Past Exhibition: August 7, 2020 – August 29, 2020
Gil Rocha: The Things We Carry
We all carry things, we carry things in pockets and bags, sometimes in baskets and boxes. Most things we carry in our minds, but the ‘heaviest’ things we carry in our hearts.
Gil Rocha (b. 1977) is a contemporary artist born and raised in Laredo, Texas. His art practice in and out of his studio encompasses a variety of techniques, including but not limited to assemblage, painting, drawing, sculpture, and installation. His work expresses the lexicon of the Mexican-American border and the many social/political issues that derive from it. Rocha earned a Master of Fine Arts degree from The School of the Art Institute of Chicago in 2006 and a Bachelor of Fine Arts degree from the University of Texas at San Antonio in 1999. His current body of work takes on an inventive and survivalist approach with a Rascuache aesthetic. Many of his works include a combination of Spanglish text and phrases. Crude looking, yet playful, often his structures are made with a variety of discarded objects. They look familiar and portray narratives of things we carry physically and within.
“I live in the border city of Laredo, Texas. Its commercial downtown area is a few blocks from my residence. Since I was a child, I have visited Downtown Laredo, and each time, it influences and inspires me in many ways. I have seen this part of Laredo change from being lively to lifeless throughout the years. New stores open, but many close, and traffic fluctuates, however, something remains: people carrying things. It gives me great pleasure to observe people and piece fictional stories about them based on how they dress and how they walk, especially how they carry their belongings. I am fascinated and highly influenced, both visually and conceptually, by the carts pushed and pulled by older women to help alleviate the weight of what they transport. These carts range in size but are no larger than a waste container. Many of the people I have observed throughout the years cross from “El Otro Lado.” They come to Laredo, buy their essentials, and return before sundown. Many of my current works conform to imaginary “portraits” based on border personas.
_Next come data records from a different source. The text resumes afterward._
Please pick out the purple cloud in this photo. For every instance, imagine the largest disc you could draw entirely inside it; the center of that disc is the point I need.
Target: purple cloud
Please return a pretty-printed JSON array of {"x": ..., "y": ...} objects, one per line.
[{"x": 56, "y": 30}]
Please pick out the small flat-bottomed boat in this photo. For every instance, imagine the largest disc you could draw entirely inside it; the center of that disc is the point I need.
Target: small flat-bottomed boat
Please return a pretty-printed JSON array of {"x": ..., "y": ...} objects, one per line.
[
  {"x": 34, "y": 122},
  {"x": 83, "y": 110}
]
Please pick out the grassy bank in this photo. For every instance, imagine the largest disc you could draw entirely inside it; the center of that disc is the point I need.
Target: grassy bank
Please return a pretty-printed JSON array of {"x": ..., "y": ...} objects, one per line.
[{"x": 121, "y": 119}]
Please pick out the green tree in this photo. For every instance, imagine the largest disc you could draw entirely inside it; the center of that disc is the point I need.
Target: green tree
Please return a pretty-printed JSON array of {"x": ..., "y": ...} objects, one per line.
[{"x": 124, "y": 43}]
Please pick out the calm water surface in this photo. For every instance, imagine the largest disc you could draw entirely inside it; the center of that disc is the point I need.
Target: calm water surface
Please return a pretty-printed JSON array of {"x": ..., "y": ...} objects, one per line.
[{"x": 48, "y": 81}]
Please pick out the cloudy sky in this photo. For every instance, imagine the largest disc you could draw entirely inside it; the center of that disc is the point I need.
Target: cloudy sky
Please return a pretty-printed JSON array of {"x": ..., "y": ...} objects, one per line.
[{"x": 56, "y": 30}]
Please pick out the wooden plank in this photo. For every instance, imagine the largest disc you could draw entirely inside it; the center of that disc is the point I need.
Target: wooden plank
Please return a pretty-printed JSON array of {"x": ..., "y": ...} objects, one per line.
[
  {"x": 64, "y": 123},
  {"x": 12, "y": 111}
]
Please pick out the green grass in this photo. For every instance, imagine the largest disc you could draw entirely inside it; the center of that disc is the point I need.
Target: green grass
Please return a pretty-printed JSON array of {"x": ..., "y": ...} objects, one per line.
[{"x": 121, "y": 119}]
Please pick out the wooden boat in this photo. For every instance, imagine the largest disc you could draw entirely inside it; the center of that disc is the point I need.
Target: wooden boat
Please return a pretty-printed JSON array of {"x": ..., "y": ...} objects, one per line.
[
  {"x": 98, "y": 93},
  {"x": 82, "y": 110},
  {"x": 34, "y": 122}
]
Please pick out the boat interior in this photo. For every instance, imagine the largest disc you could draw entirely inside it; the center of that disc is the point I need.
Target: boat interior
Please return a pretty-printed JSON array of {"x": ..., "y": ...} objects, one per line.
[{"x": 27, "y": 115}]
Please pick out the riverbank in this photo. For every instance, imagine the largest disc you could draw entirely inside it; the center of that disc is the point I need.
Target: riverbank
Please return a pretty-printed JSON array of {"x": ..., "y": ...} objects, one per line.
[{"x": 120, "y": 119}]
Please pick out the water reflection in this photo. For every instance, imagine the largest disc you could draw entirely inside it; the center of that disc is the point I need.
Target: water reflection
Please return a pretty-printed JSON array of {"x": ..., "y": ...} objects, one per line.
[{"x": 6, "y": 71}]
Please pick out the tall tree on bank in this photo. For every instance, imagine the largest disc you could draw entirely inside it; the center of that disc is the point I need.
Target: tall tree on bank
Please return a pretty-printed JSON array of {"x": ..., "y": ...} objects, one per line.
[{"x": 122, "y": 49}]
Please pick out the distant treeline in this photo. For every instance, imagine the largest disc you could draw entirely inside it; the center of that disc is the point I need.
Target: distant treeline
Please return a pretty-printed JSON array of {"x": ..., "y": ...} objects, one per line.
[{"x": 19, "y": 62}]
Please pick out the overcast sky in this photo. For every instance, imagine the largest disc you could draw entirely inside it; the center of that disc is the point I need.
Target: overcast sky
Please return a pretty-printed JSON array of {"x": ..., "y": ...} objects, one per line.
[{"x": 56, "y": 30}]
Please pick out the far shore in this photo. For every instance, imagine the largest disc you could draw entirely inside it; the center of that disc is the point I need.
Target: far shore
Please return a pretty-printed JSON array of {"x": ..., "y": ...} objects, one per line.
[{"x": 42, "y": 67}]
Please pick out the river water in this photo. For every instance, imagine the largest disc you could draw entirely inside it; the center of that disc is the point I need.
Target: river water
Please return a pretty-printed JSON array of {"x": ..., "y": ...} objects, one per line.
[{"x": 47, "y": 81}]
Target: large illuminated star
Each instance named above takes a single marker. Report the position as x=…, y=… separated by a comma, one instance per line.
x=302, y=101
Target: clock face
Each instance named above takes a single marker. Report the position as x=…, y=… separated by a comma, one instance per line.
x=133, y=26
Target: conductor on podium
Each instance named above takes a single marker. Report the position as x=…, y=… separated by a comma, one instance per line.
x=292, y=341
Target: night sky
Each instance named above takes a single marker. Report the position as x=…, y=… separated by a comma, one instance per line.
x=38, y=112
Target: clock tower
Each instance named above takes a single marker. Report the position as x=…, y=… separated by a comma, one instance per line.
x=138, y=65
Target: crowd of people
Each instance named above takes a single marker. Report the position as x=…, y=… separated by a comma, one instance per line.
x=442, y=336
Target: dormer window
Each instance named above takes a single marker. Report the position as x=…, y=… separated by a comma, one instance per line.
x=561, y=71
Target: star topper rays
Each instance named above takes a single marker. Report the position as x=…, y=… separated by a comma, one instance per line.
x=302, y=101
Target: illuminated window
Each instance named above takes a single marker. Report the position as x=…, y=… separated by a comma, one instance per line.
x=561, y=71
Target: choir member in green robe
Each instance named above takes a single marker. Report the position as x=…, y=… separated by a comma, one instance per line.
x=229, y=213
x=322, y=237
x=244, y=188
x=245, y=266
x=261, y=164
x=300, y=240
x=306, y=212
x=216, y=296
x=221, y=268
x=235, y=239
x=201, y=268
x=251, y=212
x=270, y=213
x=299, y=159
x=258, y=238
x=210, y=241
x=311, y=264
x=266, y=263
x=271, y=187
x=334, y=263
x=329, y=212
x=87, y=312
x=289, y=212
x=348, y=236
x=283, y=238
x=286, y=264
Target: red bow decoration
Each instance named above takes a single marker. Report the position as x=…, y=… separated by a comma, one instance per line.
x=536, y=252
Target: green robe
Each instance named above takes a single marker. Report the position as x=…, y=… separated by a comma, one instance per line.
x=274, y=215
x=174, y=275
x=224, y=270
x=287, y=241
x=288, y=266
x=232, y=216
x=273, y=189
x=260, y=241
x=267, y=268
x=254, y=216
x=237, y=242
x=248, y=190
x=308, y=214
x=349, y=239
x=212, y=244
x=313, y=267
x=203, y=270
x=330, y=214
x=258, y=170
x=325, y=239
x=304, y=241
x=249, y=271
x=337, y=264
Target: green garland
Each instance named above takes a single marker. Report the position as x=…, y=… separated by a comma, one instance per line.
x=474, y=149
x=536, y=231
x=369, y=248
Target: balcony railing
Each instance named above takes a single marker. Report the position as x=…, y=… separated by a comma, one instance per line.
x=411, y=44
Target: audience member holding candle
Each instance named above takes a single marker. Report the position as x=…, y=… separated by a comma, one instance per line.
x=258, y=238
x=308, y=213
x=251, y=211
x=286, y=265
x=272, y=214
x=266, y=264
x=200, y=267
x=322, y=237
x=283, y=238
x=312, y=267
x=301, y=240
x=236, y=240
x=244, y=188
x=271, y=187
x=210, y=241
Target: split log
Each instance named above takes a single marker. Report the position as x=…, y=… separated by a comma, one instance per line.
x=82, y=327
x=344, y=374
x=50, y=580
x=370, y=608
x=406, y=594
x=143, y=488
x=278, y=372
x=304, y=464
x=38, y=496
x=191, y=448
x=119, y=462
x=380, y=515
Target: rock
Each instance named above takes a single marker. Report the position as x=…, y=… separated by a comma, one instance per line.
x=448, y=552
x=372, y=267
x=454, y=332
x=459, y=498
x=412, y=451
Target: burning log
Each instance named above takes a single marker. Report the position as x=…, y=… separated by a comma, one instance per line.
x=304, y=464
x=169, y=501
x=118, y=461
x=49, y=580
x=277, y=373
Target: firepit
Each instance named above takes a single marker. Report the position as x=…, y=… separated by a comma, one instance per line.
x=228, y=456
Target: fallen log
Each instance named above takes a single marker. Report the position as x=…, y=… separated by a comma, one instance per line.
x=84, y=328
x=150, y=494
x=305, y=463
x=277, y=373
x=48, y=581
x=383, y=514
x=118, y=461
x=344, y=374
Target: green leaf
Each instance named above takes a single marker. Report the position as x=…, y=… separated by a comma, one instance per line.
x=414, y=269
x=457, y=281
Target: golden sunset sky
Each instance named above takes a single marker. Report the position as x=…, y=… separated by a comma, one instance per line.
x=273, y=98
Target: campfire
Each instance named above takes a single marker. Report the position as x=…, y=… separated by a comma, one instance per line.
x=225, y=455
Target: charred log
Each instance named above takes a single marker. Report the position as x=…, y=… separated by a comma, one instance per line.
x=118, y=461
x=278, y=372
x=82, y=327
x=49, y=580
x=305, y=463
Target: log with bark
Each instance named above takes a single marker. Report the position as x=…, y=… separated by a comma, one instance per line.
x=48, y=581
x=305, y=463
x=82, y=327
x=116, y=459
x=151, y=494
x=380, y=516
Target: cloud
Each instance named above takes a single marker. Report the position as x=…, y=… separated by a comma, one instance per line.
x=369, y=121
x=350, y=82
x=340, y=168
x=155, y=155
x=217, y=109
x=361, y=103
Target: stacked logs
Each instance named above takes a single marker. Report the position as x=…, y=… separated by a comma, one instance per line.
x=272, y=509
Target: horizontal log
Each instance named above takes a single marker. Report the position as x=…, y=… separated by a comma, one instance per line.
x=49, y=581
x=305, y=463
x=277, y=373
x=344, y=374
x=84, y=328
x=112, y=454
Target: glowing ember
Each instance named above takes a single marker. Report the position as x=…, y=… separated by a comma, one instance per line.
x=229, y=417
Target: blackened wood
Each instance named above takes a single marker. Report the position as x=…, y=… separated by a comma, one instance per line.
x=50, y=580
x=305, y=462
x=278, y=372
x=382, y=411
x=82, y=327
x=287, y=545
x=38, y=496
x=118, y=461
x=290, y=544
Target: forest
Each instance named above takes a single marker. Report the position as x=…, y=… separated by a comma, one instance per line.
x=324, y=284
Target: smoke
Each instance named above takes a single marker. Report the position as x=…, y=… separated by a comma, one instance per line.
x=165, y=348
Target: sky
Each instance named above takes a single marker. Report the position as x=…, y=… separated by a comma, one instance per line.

Over the past 15 years, drug-related violence has had a significant impact on people’s lives on both sides of the border. As a result, it has left violence and death lingering in everyone’s mind. The feeling of tension and vulnerability is the precise impression I seek to capture in my work, and this is my way of coping with life on the border.”
Rocha has exhibited nationally and internationally, notably The Texas Biennial in Austin, TX (2017), and the Trans-Border Biennial at The El Paso Museum of Art and El Museo de Arte en Ciudad Juarez, Mexico (2018). In addition to his studio practice, Rocha has guest-curated several exhibitions, including Young Latino Artists 23 at the Mexic-Arte Museum in Austin, TX, and a forthcoming exhibition planned to coincide with The Other Border Wall Project at the 937 Gallery in Pittsburgh, Pennsylvania. Additionally, Rocha has been teaching for 20 years and is currently the painting and drawing instructor at The Vidal M. Treviño School of Communication and Fine Arts. He is also a Board Member of the Laredo Center for the Arts and The Webb County Representative with the Laredo Culture District Project.